Febraban Defende Pix como Infraestrutura de Pagamento em Resposta a Pressão dos EUA sobre Comércio Brasileiro

A Federação Brasileira de Bancos (Febraban) emitiu uma declaração nesta terça-feira, reafirmando sua defesa do sistema de pagamentos instantâneos conhecido como Pix. A entidade esclareceu que o Pix não se configura como um produto comercial, mas sim como um meio de pagamento que promove a competição e a inclusão no sistema financeiro. De acordo com a nota, trata-se de uma infraestrutura aberta, permitindo que diversas instituições financeiras, tanto nacionais quanto estrangeiras, participem do ecossistema.

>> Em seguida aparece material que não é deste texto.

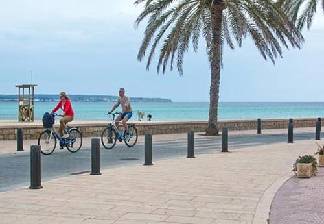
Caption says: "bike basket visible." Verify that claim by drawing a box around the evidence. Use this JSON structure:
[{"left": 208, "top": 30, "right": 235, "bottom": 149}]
[{"left": 43, "top": 112, "right": 54, "bottom": 128}]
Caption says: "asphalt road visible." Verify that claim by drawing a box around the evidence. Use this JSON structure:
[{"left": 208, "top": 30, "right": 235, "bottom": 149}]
[{"left": 0, "top": 132, "right": 314, "bottom": 191}]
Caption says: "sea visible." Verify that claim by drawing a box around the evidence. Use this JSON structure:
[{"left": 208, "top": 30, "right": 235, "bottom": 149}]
[{"left": 0, "top": 102, "right": 324, "bottom": 121}]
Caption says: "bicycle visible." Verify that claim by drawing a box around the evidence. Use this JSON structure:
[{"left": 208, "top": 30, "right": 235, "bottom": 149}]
[
  {"left": 38, "top": 114, "right": 82, "bottom": 155},
  {"left": 101, "top": 112, "right": 138, "bottom": 149}
]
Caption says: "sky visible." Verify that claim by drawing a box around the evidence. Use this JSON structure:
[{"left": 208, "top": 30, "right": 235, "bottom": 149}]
[{"left": 0, "top": 0, "right": 324, "bottom": 102}]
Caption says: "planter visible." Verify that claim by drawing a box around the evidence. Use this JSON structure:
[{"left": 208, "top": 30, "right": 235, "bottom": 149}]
[
  {"left": 318, "top": 155, "right": 324, "bottom": 166},
  {"left": 297, "top": 163, "right": 313, "bottom": 178}
]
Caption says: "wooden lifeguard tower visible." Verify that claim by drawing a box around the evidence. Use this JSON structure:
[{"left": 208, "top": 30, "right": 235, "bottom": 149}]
[{"left": 16, "top": 84, "right": 37, "bottom": 122}]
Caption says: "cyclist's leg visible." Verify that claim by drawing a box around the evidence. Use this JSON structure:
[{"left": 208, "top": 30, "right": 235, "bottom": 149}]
[
  {"left": 115, "top": 114, "right": 123, "bottom": 127},
  {"left": 122, "top": 112, "right": 132, "bottom": 133},
  {"left": 59, "top": 116, "right": 73, "bottom": 136}
]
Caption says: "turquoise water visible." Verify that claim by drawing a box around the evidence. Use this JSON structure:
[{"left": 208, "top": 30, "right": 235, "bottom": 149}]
[{"left": 0, "top": 102, "right": 324, "bottom": 120}]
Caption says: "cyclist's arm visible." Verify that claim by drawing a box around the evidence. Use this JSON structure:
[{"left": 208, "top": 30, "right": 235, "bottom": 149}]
[
  {"left": 110, "top": 99, "right": 120, "bottom": 113},
  {"left": 52, "top": 101, "right": 62, "bottom": 113}
]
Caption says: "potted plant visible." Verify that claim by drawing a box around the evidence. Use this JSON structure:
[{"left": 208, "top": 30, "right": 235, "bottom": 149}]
[
  {"left": 294, "top": 155, "right": 317, "bottom": 178},
  {"left": 315, "top": 144, "right": 324, "bottom": 166}
]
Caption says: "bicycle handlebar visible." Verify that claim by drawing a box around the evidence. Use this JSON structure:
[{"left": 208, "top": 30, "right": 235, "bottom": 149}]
[{"left": 52, "top": 113, "right": 64, "bottom": 117}]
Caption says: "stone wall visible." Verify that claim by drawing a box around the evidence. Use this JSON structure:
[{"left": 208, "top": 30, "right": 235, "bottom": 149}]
[{"left": 0, "top": 119, "right": 316, "bottom": 140}]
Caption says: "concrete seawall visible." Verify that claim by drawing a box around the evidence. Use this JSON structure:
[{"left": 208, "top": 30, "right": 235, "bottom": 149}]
[{"left": 0, "top": 118, "right": 317, "bottom": 140}]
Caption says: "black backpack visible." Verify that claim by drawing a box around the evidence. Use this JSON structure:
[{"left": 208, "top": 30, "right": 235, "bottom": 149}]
[{"left": 43, "top": 112, "right": 54, "bottom": 128}]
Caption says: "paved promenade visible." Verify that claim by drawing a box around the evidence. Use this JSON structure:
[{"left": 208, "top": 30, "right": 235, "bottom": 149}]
[
  {"left": 270, "top": 164, "right": 324, "bottom": 224},
  {"left": 0, "top": 136, "right": 320, "bottom": 224}
]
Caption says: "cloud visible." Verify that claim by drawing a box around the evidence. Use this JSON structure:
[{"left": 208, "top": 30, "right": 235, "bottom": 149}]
[{"left": 0, "top": 0, "right": 140, "bottom": 50}]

A Febraban enfatizou que não existem barreiras para a entrada de novos participantes no mercado, independentemente do porte ou segmento, mas que as instituições envolvidas devem operar dentro do contexto do sistema financeiro brasileiro, uma vez que o Pix funciona exclusivamente com a moeda local. A entidade pretende esclarecer mal-entendidos sobre a operação do Pix, especialmente em relação às recentes avaliações do Representante Comercial dos Estados Unidos (USTR).

O comunicado destaca que a estrutura do Pix foi desenvolvida com a colaboração ampla de bancos e outras entidades do sistema financeiro, assegurando que o serviço esteja disponível a todos os residentes do Brasil—incluindo tanto pessoas físicas quanto jurídicas. O único requisito para acessar o sistema é ter uma conta em uma instituição financeira, seja ela um banco tradicional ou uma fintech.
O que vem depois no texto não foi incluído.